How can I use PAT5H8AT antibody to study vimentin's role in cancer progression?

Multiple experimental approaches utilizing PAT5H8AT antibody can advance our understanding of vimentin's role in cancer:

Tissue expression analysis:

• Immunohistochemistry using PAT5H8AT allows evaluation of vimentin expression patterns in tumor versus normal tissue. Research shows vimentin expression is altered in various cancer types, including colorectal carcinomas where aberrant vimentin expression correlates with activated Notch and TGFβ signaling pathways .

• Immunofluorescence co-staining with EMT markers (E-cadherin, N-cadherin) can reveal correlations between vimentin expression and the EMT process crucial for metastasis .

Functional studies:

• Combine antibody staining with migration/invasion assays to correlate vimentin expression levels with metastatic potential. Studies have demonstrated that ablation of vimentin expression inhibits migration and invasion of colon and breast cancer cell lines .

• In vivo models comparing vimentin-expressing versus vimentin-knockout cancers show that vimentin is required for tumor progression. For example, LSL-KrasG12D; Tp53fl/fl mice with vimentin knockout (KPV−/−) demonstrate attenuated tumor growth and improved survival compared to vimentin-expressing (KPV+/+) counterparts .
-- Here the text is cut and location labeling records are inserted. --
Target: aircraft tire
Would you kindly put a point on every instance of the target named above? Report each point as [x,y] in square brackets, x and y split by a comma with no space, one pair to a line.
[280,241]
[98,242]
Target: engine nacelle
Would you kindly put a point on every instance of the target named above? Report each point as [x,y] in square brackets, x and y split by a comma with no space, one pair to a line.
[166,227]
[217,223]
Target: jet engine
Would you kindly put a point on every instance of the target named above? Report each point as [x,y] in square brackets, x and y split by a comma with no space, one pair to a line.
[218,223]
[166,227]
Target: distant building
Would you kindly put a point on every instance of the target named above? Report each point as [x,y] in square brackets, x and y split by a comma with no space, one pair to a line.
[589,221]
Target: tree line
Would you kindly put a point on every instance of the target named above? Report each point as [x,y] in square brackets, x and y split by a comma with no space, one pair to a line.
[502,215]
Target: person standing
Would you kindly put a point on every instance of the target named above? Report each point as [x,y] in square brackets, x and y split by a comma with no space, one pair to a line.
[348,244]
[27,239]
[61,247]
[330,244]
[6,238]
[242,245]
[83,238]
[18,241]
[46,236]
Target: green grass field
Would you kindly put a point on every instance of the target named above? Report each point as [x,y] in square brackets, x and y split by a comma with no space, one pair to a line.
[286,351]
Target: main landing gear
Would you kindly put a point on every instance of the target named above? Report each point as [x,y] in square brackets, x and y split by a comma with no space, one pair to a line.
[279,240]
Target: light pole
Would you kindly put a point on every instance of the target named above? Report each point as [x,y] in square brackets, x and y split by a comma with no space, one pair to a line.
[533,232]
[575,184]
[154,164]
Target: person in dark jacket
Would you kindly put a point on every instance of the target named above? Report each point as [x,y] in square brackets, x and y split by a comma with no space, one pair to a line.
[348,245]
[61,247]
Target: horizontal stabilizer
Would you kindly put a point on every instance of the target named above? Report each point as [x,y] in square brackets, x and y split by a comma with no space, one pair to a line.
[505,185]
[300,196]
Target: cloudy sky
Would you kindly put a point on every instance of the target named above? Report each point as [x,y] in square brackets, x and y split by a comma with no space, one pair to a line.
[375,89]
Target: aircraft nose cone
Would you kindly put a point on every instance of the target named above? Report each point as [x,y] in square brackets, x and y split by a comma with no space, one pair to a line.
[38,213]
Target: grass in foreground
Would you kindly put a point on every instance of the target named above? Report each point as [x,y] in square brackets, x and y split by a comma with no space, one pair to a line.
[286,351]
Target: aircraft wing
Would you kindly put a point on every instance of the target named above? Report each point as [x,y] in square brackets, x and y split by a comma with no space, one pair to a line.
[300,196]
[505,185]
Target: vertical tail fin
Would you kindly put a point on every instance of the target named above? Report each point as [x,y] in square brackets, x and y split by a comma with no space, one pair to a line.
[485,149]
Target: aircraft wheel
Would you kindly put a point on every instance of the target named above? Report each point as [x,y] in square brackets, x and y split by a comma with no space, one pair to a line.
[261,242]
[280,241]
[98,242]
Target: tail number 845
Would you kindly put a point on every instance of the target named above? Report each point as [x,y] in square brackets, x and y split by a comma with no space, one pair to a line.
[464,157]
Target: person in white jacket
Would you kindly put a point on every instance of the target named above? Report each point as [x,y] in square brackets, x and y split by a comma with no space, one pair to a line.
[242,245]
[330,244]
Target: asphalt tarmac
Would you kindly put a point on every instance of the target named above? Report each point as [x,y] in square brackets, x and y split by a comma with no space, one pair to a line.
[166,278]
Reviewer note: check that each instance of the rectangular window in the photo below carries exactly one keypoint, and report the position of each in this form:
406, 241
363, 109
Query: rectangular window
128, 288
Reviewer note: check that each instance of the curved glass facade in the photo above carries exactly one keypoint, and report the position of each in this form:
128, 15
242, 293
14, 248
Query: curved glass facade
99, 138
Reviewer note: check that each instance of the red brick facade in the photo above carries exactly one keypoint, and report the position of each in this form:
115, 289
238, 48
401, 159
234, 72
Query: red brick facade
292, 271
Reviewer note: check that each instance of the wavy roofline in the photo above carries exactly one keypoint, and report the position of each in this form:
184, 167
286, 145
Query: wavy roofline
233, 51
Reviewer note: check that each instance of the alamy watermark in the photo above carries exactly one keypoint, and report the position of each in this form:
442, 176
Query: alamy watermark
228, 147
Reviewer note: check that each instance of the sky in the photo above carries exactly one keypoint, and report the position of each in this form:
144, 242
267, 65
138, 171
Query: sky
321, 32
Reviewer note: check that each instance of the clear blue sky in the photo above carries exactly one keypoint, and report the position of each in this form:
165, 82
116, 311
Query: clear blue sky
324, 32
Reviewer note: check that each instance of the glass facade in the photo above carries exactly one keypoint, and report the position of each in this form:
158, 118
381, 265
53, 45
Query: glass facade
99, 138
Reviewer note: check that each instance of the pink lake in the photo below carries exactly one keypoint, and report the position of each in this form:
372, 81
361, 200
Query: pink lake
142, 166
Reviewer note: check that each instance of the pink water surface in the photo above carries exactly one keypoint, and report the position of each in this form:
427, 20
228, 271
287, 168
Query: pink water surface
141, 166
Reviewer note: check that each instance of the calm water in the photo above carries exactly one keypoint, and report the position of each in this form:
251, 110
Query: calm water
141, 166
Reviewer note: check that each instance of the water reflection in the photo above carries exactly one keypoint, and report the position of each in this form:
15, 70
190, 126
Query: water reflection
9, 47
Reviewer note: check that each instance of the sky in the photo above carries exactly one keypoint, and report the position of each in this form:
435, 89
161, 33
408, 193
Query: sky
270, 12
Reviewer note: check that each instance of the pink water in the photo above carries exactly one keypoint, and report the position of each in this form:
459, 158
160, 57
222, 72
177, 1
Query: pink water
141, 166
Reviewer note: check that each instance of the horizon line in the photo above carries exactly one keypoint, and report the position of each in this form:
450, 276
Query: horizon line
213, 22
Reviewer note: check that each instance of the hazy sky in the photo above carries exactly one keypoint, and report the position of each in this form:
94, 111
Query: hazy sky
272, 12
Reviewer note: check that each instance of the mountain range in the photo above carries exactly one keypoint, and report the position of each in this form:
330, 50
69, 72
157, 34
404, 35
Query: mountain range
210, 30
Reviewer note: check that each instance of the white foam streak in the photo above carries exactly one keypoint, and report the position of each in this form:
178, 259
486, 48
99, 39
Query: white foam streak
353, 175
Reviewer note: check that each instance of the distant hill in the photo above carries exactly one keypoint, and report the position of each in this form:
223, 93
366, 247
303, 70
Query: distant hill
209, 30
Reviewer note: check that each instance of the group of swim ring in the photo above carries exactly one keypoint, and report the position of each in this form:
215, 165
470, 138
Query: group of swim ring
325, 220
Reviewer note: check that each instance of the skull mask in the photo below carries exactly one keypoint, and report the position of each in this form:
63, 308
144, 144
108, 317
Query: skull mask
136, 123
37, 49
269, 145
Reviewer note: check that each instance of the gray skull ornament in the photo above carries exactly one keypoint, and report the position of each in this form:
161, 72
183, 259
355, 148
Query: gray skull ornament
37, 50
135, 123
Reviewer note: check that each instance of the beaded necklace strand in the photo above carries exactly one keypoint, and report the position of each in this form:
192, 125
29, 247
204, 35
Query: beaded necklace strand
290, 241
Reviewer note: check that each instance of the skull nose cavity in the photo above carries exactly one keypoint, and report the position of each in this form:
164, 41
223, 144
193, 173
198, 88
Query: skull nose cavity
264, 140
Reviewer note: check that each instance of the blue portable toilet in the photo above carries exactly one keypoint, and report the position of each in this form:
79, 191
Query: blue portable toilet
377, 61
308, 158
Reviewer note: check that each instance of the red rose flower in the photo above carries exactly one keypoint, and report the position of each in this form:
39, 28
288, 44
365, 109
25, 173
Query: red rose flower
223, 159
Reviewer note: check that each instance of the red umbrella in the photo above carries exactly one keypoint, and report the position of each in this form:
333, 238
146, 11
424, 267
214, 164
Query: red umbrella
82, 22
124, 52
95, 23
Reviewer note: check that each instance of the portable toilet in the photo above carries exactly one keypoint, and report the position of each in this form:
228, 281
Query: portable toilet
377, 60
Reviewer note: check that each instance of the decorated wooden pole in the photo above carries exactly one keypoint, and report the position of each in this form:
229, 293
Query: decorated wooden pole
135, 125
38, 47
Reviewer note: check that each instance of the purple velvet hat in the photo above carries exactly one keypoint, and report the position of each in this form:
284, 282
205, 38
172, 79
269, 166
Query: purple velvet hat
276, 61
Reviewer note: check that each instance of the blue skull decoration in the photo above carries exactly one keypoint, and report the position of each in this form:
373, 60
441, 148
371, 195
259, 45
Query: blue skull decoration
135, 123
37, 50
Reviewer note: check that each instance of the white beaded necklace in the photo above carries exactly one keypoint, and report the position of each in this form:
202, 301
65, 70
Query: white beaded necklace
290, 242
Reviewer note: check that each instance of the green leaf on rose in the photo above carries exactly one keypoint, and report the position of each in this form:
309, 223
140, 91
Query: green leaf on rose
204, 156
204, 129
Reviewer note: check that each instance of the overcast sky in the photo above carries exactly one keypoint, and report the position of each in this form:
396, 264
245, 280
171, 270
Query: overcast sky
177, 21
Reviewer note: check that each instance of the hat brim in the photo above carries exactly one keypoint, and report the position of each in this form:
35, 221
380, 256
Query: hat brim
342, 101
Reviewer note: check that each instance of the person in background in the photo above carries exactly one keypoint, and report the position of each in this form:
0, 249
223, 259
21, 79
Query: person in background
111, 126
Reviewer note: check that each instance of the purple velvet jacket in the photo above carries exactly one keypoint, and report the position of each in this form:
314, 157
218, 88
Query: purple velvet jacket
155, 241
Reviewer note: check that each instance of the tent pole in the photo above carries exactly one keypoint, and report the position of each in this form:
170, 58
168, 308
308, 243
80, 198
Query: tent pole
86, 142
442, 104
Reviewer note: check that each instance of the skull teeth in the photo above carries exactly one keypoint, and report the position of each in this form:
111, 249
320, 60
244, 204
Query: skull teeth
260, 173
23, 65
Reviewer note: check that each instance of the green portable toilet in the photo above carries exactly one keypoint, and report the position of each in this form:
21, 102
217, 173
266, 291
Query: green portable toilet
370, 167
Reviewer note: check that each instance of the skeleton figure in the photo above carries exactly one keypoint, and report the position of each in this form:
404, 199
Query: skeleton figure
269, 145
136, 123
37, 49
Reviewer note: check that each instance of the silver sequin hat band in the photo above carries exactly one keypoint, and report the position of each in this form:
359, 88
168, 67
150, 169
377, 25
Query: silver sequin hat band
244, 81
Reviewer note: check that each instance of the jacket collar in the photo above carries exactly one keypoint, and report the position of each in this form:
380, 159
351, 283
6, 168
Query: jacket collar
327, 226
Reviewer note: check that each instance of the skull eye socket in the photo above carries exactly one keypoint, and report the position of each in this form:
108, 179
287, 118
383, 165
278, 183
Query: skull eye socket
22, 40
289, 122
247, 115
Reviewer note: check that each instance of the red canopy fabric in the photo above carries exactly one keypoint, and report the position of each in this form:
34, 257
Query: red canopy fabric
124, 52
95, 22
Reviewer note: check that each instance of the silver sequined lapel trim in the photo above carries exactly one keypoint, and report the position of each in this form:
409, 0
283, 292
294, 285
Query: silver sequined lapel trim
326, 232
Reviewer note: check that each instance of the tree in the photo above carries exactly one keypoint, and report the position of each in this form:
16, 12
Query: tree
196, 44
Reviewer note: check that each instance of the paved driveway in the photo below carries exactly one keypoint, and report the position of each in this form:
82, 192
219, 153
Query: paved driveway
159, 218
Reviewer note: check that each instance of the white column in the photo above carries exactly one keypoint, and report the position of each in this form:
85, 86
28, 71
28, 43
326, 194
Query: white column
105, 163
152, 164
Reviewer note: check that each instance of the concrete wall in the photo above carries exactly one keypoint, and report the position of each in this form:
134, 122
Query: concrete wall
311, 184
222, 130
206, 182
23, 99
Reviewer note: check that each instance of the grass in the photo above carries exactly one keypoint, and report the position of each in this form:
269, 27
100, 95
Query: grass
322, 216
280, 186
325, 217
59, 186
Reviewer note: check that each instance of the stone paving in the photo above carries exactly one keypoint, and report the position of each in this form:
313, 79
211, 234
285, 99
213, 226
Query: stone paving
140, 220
Cell surface vimentin (EDV) targeting:

• PAT5H8AT can be used in non-permeabilized immunostaining to specifically detect cell surface vimentin, which appears to be a promising immunotherapy target .

• Two lymph node-derived antibodies (pritumumab and RM2) targeting different epitopes of cell surface vimentin have shown therapeutic potential, suggesting oligoclonal targeting of vimentin may enhance immune responses against cancer cells .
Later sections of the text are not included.